Lighten up: why B2B marketers shouldn’t shy away from humor
Senior Content Writer
Dec 2, 2020
Today, there’s simply no reason to watch commercials anymore. It’s a trend that started back in the VHS era, and became even more prevalent with the advent of the DVR. When you can record a show and zip past the endless advertising—and even skip all the ads on live TV if you’re willing to tune in 15 minutes late—there’s one universal truth: you just don’t watch commercials.
Except when you do.
Every once in a while, as you’re whizzing toward the end of a commercial break, you see something that makes you back up and sit through a 30- or 60-second spot. Although it’s possible you did so because you’ve been meaning to switch dishwasher detergents, or you actually have moderate-to-severe gastroenteritis that needs managing and you want to get the scoop on what side-effects you’ll be dealing with after you ask your doctor about Degassium. But, more often than not, it’s because you spotted a commercial that was funny.
Humor in B2C advertising is super common. Without even thinking about it, you can probably rattle off half a dozen funny commercials and campaigns and the products or services they advertise. That’s why companies use humor in the first place—it’s memorable. It catches your eye. That’s why it’s so easy to spot as you’re cruising along at 10x speed on your DVR. Eventually, people come to expect funny commercials from certain companies. So much so that they’ll look up the videos on YouTube and share them on social media, making every ad dollar spent on those campaigns even more valuable. Funny works.
Which makes you wonder. Why are most agencies and their clients so reluctant to bring the funny to the world of B2B?
Yeah, yeah, yeah. In B2B, we’re not talking to actual people. We’re talking to personas, like “a CEO who’s 47 years, 3 months, 20 days, and 7 hours old” whose only concern in life is, apparently, “the pain points of having siloed data and how it impedes his company’s path to deeper insights and digital transformation.” Heaven knows that’s not someone who would ever consider cracking a smile much less laughing. Give that CEO serious facts and figures! There will be time for laughing when the digital transformation’s done!
That’s the way lots of agencies and agency copywriters approach B2B because… that’s just the way it’s done. The wise (and very funny) “Ad Contrarian,” Bob Hoffman, recently addressed the topic of advertising and logic in his weekly email newsletter. He pointed out that, although all of our education and business training says that “the most important skill in our toolkit has been the ability to think logically.” But he goes on to say, “The only function in business in which logic is not essential is the creative component of advertising,” and that “this is distressing to a great many smart people who cannot accept that they can’t think their way to advertising success.”
That’s why it’s hard for agencies that have spent months developing these accurate personas that “perfectly” describe their target audience lose sight of the fact that our CEO—who is, indeed, concerned with “digital transformation”—is also a human who is being bombarded with video after video, article after article, of serious content that addresses all of his pain points…except for the one where she’s tired of watching variations of the same content over and over again. And the only way to address that pain point is to make your content different.

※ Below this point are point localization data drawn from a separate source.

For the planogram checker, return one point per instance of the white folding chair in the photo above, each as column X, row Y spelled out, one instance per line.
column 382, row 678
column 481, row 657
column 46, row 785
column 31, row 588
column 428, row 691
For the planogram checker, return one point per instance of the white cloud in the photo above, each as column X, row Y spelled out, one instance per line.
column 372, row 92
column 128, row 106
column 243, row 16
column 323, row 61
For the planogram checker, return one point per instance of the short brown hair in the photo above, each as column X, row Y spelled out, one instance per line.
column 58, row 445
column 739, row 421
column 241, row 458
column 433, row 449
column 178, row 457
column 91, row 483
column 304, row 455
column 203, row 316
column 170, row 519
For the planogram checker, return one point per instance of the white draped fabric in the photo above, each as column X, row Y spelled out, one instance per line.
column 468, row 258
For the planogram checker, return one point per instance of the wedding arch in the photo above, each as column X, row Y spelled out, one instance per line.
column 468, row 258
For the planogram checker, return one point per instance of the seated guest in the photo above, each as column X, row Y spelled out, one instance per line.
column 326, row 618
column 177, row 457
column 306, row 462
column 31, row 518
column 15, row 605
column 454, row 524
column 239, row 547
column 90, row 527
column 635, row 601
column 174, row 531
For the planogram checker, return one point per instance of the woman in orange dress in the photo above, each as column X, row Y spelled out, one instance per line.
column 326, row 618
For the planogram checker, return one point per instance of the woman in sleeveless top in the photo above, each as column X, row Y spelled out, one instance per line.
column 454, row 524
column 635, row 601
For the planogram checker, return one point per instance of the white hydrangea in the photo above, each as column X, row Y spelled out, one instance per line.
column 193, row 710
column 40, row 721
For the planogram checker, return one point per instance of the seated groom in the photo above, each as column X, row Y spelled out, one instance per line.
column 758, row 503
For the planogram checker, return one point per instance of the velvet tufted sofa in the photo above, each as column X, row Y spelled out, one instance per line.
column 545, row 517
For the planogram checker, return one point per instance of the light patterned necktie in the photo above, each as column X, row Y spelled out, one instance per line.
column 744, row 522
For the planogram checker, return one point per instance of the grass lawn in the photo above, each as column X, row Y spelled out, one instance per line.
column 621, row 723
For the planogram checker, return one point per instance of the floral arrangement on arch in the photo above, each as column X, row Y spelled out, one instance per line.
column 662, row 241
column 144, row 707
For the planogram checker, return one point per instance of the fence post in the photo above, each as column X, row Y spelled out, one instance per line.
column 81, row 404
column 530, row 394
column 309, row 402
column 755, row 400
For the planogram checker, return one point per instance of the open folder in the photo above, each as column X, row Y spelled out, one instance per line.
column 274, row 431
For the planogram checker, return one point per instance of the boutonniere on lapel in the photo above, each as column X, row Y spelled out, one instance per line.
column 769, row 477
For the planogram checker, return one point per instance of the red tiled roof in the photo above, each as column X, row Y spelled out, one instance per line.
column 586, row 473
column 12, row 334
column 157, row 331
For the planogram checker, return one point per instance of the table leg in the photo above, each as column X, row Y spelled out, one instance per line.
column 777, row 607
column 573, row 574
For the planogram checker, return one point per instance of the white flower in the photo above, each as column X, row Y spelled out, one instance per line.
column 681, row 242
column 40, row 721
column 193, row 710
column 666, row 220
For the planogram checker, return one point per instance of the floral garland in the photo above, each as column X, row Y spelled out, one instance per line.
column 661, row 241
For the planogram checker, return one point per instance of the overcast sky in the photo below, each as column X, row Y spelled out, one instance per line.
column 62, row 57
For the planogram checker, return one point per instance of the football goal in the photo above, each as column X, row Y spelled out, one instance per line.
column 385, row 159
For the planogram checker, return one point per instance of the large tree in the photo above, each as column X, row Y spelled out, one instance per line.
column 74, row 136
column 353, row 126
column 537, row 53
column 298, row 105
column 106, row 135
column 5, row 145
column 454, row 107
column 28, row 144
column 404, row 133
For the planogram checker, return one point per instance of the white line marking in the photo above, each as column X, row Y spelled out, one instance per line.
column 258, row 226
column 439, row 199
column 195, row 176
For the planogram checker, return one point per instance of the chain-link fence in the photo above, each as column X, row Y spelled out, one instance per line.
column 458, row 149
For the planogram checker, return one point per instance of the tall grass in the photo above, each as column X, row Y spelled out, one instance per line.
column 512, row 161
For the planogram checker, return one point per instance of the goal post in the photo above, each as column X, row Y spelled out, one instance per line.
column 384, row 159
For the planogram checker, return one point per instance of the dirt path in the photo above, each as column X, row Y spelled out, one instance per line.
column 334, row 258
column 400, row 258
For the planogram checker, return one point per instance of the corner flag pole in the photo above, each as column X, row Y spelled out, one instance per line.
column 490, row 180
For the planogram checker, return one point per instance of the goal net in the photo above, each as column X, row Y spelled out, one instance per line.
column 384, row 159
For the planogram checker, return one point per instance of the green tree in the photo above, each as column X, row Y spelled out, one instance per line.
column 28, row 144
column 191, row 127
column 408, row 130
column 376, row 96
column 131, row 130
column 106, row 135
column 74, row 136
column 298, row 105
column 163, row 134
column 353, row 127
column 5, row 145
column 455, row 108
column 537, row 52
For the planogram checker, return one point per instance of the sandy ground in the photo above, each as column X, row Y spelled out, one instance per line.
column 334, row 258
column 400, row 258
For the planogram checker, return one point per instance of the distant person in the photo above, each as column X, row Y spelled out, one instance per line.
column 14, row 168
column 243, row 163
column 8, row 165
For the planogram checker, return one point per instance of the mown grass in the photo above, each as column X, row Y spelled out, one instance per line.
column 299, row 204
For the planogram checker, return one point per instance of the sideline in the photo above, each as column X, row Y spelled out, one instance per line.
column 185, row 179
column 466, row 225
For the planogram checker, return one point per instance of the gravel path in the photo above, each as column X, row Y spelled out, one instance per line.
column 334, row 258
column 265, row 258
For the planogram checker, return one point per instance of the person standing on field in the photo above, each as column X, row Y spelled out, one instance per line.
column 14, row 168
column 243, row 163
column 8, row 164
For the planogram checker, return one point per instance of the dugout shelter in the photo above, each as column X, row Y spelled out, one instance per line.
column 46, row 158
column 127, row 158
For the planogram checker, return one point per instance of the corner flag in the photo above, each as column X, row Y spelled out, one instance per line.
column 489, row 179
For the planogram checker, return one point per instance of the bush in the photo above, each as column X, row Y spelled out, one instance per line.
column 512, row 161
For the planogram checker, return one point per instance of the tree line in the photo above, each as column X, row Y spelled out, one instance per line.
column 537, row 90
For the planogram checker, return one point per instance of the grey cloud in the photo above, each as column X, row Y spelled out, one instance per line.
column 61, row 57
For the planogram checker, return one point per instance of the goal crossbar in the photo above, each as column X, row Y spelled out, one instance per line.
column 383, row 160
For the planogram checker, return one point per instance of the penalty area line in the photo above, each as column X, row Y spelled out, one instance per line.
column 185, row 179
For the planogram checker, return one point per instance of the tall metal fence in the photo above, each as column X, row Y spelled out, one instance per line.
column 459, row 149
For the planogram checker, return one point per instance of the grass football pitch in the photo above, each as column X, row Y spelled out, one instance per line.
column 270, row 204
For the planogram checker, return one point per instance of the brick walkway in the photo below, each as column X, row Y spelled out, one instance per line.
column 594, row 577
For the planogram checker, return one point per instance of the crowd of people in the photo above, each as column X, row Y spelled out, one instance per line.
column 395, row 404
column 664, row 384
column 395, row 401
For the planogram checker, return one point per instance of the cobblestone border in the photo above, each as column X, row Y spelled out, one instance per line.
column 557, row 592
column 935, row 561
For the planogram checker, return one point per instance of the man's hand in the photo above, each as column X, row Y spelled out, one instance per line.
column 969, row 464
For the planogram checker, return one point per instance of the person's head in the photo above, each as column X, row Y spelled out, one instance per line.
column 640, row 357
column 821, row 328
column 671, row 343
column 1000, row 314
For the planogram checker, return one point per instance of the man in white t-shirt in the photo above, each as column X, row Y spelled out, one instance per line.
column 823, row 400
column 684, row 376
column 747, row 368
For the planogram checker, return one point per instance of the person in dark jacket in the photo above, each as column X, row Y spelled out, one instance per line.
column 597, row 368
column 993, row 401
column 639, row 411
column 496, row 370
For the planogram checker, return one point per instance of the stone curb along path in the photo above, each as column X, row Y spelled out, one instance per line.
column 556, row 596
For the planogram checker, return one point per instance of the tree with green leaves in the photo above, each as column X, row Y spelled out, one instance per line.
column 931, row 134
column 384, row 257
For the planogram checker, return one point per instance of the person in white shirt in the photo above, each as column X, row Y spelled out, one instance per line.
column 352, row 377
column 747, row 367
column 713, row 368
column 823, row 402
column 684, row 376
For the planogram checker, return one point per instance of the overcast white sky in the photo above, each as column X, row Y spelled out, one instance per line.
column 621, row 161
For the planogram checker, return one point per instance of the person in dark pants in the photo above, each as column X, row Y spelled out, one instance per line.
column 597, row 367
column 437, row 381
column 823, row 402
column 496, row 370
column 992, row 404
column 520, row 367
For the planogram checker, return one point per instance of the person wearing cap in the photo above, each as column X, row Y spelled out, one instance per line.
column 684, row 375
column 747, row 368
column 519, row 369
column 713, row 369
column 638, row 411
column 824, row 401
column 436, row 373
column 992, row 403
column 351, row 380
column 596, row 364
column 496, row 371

Humor is a way to do that. It works. I know this from personal experience.
I had to submit a writing test when I applied to Centerline. The test involved writing a 90-second video script for a highly technical, AI-driven customer experience solution. I did my research, and immediately came up with a fun, live-action concept where two people talked about the solution in the foreground while people in the background were trying to navigate an impossible obstacle course and failing hilariously (a not-to-subtle metaphor for a bad customer experience).
Then, I re-read the test and realized that what was expected was something a lot more straightforward and by the book. So I wrote that one, too—an animation that told the product story without the funny. Same message, different approach. Adequate. Functional. And, honestly, forgettable.
When I was hired, I was told that what put me over the top was the fact that I had submitted both the by-the-numbers script I was asked to write plus a funny, outside-the-box version. I was the only candidate who did so, and it made me stand out from the crowd.
That’s something to think about the next time you’re submitting concepts to a client. When it’s appropriate, it’s worth at least considering a fun or funny approach. Like suggesting that they turn a dull talking-head customer reference into a superhero comic. Or visualizing the new frontier of open-source cybersecurity as a sheriff defending an old west frontier town. Or tapping a well-known comedian to liven up your campaign.
It’s possible the client won’t go for the idea. After all, not every subject lends itself well to comedy. (And some clients simply don’t have a sense of humor.) But most subjects don’t need to be deadly serious, either. You owe it to yourself and them to look for opportunities to find opportunities to bring humor to the table. Give them the option to try something new—say, one creative treatment out of a possible three that pushes the envelope. You never know when they’ll go for it. And, when they do, it’s a great chance to flex your team’s creativity in new ways—and potentially create effective, sharable, entertaining, content that your clients and their customers will remember.